LFG Conference
LFG List
dalrympl at parc.xerox.com
Fri Nov 17 17:45:01 UTC 1995
ANNOUNCEMENT AND CALL FOR PAPERS: LFG COLLOQUIUM AND WORKSHOPS
August 25--27, 1996
Grenoble, France
An LFG colloquium and workshops will take place in August 1996 in
Grenoble, France. Papers are invited both within the formal architecture
of lexical-functional grammar and in the `spirit of LFG', as a lexicalist
approach to language within a parallel, constraint-based framework.
There will be a series of 20-minute talks (with 10 minutes for
discussion), as well as workshops (see below). The talks may present
results from completed as well as ongoing research, with an emphasis
on novel approaches, methods, ideas, and perspectives, whether
descriptive, theoretical, formal or computational.
Abstract submissions should include:
- Five copies of a one-page abstract of the paper with a title. OMIT
name and affiliation. A second page may be used for data, c-/f- and
related structures, and references, but not for text.
- A 3" by 5" card with the title of the paper and the name(s) of the
author(s), address and e-mail address.
- If possible, please send a postscript or ascii file of the abstract
via email IN ADDITION TO the five hard copies.
Papers may be placed into appropriate workshops in consultation with
author(s).
Abstracts should be sent to Tracy Holloway King by FEBRUARY 1, 1996
at the following address:
Tracy Holloway King (LFG workshop)
Linguistics Department
Stanford University
Stanford, CA 94305-2150
USA
thking at csli.stanford.edu
Important dates:
February 1, 1996: deadline for receipt of abstracts
April 1, 1996: deadline for notification of acceptance (we will
send notification earlier if possible)
We are also interested in organizing a number of workshops on topics
such as:
Semantic representations and reasoning for LFG
Relating projections (mappings between syntax, semantics, prosody, ...)
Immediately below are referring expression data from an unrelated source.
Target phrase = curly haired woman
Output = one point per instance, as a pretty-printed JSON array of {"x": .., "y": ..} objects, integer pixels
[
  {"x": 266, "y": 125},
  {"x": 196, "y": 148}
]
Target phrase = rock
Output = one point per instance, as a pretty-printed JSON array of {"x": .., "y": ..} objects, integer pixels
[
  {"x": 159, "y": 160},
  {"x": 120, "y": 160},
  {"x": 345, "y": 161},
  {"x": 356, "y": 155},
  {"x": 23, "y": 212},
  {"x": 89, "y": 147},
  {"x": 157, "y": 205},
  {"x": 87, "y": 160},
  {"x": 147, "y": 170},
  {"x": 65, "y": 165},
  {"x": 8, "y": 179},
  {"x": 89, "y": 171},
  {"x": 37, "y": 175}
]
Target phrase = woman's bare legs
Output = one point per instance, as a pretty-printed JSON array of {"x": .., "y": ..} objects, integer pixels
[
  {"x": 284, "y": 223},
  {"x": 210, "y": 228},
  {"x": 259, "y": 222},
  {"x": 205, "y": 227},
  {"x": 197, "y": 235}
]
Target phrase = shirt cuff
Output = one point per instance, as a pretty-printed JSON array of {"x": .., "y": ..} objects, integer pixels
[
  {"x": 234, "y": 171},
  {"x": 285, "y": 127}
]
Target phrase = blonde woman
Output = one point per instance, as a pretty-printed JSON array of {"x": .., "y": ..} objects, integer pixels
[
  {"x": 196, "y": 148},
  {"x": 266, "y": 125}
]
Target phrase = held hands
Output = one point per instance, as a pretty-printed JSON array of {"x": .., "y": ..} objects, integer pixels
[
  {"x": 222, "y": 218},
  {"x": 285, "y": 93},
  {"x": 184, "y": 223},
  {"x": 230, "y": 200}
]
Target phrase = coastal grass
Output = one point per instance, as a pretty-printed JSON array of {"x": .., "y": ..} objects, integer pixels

Constraint competition (in, e.g., binding theory, weak crossover)
Lexicality/complex predicates, and mapping theory
Phrase structure typology (flat vs. extended X-bar structures)
Formal architecture, formal langage results, complexity
Implementing LFG: algorithms, data structures and efficiency.
Workshop on grammar writing projects
Proposals for workshops are also welcome; please contact
Chris Manning at the following address by February 1, 1996 to
propose a workshop or to volunteer to help organize a workshop.
Christopher Manning
Philosophy Dept
Carnegie Mellon University
Pittsburgh PA 15213-3890
USA
chris.manning at cmu.edu
A copy of this announcement is available by anonymous FTP from
parcftp.xerox.com as /pub/nl/lfgconference-announcement.